As far as top investors for industrial assets in Poland are concerned, the market has been typically dominated by core German funds (such as DEKA, GLL) and US buyers (Invesco, Hines, Hillwood, CBRE GI). Since 2015 the spectrum of buyers has widened to include Asian sovereign wealth (Chinese CIC, Malaysian EPF, Singaporean GIC), investment management platforms (Korean Vestas Investment Management) and private wealth. More recently, in July 2018 South African Redefine (to date active in retail and office sectors) made its first acquisition in the industrial sector in Poland acquiring nine assets from Panattoni for about €200 million and announced plans to grow their industrial portfolio by a further €800 million.

Tomasz Buras, Managing Director and Head of Investment at Savills in Poland, adds: “A growing trend of cross-border investment flow from Asia into the industrial sector, especially from China, is visible globally. This increased activity in the logistics sector from Asian buyers may be a result of the strategic Chinese initiative “One Belt One Road” – a transportation corridor between Europe and China, which is a great opportunity for Poland.”

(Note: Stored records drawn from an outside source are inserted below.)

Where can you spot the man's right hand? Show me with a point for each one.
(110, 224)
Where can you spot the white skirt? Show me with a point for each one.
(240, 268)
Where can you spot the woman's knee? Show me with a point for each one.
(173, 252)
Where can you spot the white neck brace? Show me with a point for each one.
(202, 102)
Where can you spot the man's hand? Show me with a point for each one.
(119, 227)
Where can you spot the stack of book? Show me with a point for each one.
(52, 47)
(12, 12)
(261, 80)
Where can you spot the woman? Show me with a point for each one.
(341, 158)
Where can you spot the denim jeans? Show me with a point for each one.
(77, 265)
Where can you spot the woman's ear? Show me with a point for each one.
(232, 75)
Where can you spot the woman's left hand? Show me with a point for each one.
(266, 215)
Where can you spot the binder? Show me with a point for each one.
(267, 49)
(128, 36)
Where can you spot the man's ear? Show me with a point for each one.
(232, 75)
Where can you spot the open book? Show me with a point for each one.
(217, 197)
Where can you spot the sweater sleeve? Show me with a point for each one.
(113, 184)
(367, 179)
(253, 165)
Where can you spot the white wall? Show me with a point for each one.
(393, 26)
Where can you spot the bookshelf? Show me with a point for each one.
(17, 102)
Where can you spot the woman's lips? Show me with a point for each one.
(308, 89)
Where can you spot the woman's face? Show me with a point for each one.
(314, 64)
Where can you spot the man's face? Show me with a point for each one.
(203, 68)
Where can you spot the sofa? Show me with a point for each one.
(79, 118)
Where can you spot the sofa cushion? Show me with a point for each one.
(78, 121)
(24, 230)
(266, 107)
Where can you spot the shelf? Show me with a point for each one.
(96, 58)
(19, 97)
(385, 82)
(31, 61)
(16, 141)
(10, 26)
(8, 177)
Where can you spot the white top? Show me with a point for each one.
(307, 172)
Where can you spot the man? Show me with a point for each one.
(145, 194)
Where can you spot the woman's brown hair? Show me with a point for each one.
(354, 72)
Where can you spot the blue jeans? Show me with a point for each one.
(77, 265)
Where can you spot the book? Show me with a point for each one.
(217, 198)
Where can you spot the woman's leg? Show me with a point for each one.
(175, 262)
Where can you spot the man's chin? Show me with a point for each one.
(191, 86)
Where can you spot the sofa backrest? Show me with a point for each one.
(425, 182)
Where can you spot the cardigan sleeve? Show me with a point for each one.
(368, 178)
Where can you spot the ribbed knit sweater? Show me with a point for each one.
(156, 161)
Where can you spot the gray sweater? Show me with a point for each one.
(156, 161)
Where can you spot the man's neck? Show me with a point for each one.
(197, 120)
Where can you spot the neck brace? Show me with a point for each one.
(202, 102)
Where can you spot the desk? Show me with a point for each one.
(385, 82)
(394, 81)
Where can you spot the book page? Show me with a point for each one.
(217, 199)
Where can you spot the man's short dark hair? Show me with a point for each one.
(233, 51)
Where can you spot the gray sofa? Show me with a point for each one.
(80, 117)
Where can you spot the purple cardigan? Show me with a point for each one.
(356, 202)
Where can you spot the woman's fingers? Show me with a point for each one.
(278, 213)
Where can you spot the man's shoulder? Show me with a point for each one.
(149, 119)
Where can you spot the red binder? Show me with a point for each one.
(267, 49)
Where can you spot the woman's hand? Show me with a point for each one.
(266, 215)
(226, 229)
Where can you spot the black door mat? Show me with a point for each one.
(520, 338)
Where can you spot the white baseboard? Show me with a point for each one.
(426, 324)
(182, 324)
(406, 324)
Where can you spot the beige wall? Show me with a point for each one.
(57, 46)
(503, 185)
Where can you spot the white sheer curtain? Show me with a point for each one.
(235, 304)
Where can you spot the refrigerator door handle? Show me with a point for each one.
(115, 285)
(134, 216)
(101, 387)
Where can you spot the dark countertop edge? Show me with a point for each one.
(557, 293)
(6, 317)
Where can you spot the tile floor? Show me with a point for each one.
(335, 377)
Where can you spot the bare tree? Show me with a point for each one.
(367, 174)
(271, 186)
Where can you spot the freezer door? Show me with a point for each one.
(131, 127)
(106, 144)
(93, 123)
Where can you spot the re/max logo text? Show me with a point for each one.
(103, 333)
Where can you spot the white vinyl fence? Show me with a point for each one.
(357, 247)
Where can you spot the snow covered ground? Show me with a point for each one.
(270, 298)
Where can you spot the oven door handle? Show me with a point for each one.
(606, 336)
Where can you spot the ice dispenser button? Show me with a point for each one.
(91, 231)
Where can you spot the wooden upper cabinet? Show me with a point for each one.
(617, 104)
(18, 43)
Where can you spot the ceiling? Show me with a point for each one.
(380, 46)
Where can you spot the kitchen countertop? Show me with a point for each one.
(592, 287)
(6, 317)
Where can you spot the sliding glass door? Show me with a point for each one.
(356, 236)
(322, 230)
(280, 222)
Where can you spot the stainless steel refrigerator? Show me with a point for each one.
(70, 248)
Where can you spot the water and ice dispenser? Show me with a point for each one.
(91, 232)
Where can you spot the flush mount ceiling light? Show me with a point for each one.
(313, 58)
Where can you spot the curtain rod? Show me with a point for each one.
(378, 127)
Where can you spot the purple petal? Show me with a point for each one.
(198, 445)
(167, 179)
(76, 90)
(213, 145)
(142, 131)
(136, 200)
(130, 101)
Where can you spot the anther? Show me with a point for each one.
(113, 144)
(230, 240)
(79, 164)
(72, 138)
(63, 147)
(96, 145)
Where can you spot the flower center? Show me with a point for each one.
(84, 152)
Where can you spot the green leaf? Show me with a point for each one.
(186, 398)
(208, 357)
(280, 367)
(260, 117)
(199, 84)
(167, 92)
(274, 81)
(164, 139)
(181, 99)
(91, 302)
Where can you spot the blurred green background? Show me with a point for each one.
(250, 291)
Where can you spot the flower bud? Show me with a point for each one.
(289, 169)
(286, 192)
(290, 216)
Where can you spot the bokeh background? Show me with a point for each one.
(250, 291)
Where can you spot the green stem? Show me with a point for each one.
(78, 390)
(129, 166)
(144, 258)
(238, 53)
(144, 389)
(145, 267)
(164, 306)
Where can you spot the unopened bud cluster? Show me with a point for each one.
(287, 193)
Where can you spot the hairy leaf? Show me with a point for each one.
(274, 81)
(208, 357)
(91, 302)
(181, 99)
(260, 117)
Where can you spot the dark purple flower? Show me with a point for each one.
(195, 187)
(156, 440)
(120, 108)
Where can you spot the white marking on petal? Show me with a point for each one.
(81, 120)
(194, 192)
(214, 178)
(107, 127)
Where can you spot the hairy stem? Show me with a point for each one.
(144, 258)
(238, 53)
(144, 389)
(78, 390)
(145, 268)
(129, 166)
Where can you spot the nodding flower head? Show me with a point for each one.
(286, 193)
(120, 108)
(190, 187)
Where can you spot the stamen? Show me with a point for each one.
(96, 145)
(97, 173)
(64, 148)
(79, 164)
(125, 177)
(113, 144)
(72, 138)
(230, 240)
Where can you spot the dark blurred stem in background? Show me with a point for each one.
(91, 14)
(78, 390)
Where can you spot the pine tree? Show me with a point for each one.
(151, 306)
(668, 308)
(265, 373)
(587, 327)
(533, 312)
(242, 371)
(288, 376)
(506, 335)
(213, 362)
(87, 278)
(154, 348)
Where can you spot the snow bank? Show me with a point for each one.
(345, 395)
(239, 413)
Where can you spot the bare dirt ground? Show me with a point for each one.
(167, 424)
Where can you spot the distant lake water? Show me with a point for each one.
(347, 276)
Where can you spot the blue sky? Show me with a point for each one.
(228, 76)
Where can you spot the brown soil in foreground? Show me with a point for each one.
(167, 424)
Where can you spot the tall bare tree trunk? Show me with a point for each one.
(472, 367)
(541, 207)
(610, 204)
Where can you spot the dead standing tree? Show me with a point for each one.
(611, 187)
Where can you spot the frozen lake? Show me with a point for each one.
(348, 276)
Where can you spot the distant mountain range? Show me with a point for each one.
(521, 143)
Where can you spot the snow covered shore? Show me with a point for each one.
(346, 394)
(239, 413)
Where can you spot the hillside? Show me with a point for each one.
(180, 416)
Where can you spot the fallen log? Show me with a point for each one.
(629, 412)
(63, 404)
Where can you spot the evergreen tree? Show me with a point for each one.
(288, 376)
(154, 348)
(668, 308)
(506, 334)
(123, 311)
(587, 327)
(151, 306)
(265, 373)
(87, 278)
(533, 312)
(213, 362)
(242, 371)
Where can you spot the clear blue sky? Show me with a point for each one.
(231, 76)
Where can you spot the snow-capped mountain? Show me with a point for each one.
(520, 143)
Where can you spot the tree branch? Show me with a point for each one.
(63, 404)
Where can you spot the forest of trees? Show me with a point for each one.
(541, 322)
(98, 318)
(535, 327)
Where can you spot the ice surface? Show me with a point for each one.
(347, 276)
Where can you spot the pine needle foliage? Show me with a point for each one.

According to Savills, the warehouse and industrial market in Poland is experiencing its best period in history. Whilst new supply is arriving at a rapid pace, it is still not enough to satisfy even stronger demand. At the end of H1 2018 total stock of modern warehouse space in Poland stood at 14.2 million sqm, reflecting a significant growth of ca. 42 percent over the last two years. Gross demand in the first half of 2018 reached a record-breaking 2.2 million sqm, creating supporting conditions for some rental growth. Currently the highest rents are recorded in Warsaw’s in-town locations (€4.10 – 5.25 per sqm/month).

Prime warehouse yields in Poland have sharpened by approx. 25 bps year-on-year and range from approx. 5.15 percent for ultra-core single-let assets with long term leases let to such a strong covenant as Amazon, to approx. 6.40-6.75 percent for modern multi-let logistics parks located in major hubs across Poland.

The sector is clearly benefitting from the amounts of warehouse space required to service online shoppers. Forrester is forecasting that online retail across Europe will account for 14 percent of retail by 2022. Retail e-commerce sales in Poland is expected to exceed PLN 40 billion this year, reflecting a share of ca. 6 percent in total retail sales. The average annual growth rate of the e-commerce market in Poland since 2013 has been 15 percent p.a. Coupled with research from Prologis who estimate that each €1 billion of additional online sales generates around 235,000 sqm of new logistics demand, this translates to a need for extra 45 million sqm of warehouse space in Europe over the next five years.

There are also strong arguments for tenants to locate their logistics operations in Poland. The Polish network of highways and express roads has been dynamically growing. Until 2025 the road network is expected to grow to 2,000 km of highways and 5,500 km of express roads. Development costs are rising, but still are significantly lower in Poland than in western markets. Availability of workforce used to be one of Poland’s strongest assets in terms of occupiers’ perspective. This may be changing, as unemployment is now the third lowest among the EU countries (3.5 percent). Nevertheless, Poland is still competitive in terms of employment costs.

Tomasz Buras, Managing Director and Head of Investment at Savills in Poland, concludes: “Strong occupational industrial and warehouse market in Poland as well as rental growth prospects should be a magnet for investors looking for capital value growth in a highly competitive yield environment. While major European markets have already achieved maturity and suffer from shortages of the right product, investors seek markets that still offer some yield premium for similar assets and offer sufficient investment product. And this is exactly the environment for investing in Poland.”